I primi dischi avevano rivelato i Band Of Susans come un combo dedito a una musica sperimentale che fondeva iterazioni minimaliste, cacofonie chitarristiche e vocalizzi psichedelici. L'EP Blessing And Curse (Trace Elements, 1986) eccelleva in questo genere alla Sonic Youth grazie a brani assordanti, trascinanti, ipnotici e scorbutici come Hope Against Hope. Se You Were An Optimist, robotica e ballabile, forse reminescente di Talking Heads e Ultravox, rappresentava il trait d'union con la new wave, lo strumentale Where Have All The Flowers Gone, all'insegna di un incalzante boogie "ferroviario", puntava chiaramente in direzione di un nuovo, roccioso, modo di suonare il rock and roll.

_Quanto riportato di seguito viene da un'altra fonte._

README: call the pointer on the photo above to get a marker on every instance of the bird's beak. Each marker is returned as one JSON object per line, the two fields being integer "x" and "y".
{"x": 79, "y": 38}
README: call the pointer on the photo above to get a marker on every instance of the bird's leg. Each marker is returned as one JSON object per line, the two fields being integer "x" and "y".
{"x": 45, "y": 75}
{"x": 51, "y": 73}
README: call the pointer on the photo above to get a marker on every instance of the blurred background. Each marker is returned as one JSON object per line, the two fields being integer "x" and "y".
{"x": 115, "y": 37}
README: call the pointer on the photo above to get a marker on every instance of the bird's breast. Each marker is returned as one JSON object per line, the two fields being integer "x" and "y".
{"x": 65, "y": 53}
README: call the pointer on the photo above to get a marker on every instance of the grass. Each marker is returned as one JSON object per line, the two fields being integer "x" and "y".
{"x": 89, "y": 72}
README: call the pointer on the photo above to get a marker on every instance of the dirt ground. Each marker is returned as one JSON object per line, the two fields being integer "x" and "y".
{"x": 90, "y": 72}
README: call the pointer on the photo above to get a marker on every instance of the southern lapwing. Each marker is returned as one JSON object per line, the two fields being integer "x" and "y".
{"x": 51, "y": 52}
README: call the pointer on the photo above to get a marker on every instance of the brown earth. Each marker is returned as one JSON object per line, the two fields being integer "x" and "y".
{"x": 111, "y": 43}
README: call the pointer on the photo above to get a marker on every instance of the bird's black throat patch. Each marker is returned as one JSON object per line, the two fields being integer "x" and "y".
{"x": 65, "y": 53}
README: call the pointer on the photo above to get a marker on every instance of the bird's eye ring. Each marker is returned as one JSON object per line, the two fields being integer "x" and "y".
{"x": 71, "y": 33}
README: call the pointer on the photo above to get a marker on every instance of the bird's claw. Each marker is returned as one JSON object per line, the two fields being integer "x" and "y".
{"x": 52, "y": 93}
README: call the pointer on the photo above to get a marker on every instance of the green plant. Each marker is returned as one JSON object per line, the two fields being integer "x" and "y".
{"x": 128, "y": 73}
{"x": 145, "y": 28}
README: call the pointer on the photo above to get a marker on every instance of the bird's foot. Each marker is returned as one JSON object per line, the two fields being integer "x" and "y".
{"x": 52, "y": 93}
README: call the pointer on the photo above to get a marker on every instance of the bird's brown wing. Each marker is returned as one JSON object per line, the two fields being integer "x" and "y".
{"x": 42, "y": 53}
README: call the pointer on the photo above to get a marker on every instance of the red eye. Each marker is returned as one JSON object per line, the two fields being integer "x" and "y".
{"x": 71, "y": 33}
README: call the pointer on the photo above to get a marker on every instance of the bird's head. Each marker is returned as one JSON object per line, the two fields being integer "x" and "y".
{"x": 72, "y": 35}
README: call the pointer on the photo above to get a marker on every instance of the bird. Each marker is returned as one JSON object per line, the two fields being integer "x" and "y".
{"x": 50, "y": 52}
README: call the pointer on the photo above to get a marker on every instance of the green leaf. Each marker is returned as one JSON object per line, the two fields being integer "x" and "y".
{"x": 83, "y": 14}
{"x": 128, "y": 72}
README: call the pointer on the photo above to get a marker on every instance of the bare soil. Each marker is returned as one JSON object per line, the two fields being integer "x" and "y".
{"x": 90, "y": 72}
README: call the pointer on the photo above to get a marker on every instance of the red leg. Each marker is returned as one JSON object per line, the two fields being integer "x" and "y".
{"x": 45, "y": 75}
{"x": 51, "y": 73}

Hope Against Hope (Furthur, 1988) accentuo` l'elettricita` vulcanica del loro sound, sovrapponendo un passo tribale da voodoobilly (in Not Even Close) o una rincorsa da rock and roll acrobatico (in I The Jury) o un riff martellante di hardrock (in Throne Of Blood) al tappeto di distorsioni, cosi` forgiando canzoni di grande respiro e al tempo stesso siluri di presa immediata. Questi erano i capolavori del disco, miraggi che prendono corpo in una fitta nebbia di rumore e diventano esibizioni spettacolari di "noise-rock", colmi di epos e disperazione. L'immane forza chitarristica del gruppo era dimostrata dallo strumentale No God, nelle cui voragini di decibel e cadenze cingolate veniva definito il loro prepotente canone armonico.
Da quelle vette allucinate, senza mai perdere di vista il ruolo guida della melodia, le Susans si lanciavano in un'ossessiva vivisezione dell'alienazione moderna, lamentatrici di un popolo di dannati che non capisce (perche' non puo` capirlo) l'inferno in cui e` stato precipitato ("The message is sent in code and you're not even close", oppure "We cry for all the wrong reasons"). Ne costituiscono la colonna sonora il maelstrom di accordi stridenti che sventra Learning To Sin, il ritornello rubato ai primi Velvet Underground di All The Wrong Reasons, il singhiozzo decadente alla T.Rex di Ready To Bend. Pochi album dell'epoca potevano vantare quel piglio da classico.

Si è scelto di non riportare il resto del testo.